E começa a subir a sua rua.
Não se pode dizer que dê muito nas vistas. É um rapaz na casa dos vinte, altura média, barba por fazer. Tem um aspecto enfezado, franzino, e um andar ligeiramente curvado, apesar de não carregar nenhum peso significante na mochila. De facto, a sua maneira peculiar de locomoção leva a inferir que está deprimido. Não o está. Não nesta altura.
Jeremias enfrenta a primeira passadeira no seu trajecto até casa. Aí, uma figura familiar vem cumprimentá-lo. Nunca lhe soube o nome, mas não precisava de saber. Pondo-se de cócoras, faz uma festa terna na cabeça do cão. Sempre o conheceu abandonado e via muitas vezes as pessoas a enxotá-lo. Todavia, tudo o que parecia precisar para viver mais um dia era realmente aquela festa diária por um humano que não o tratava como os outros.
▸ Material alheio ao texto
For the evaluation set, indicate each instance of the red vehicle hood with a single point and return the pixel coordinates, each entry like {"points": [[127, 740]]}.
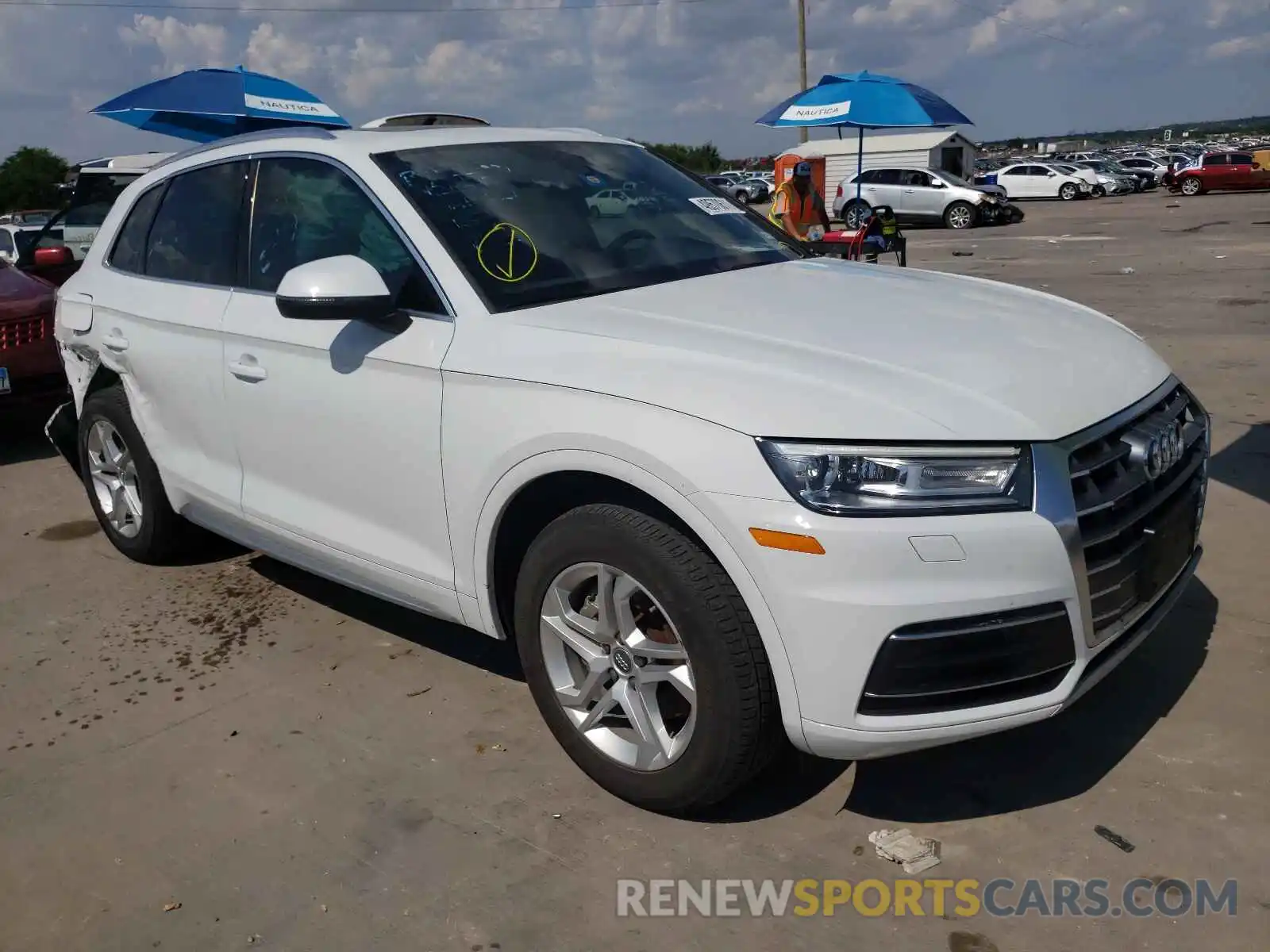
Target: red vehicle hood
{"points": [[23, 296]]}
Coçando-lhe a orelha, Jeremias aconselhou o cão a seguir caminho e, levantando-se, ele próprio continuou para o seu objectivo.
Lembrava-se da altura em que era feliz, alegre e ingénuo. Quando era criança. Todos se aceitavam pelo que eram. Ridicularizavam-se uns num dia, para no dia a seguir serem os outros as vítimas. E riam-se todos com uma amizade escondida que nunca ninguém queria admitir.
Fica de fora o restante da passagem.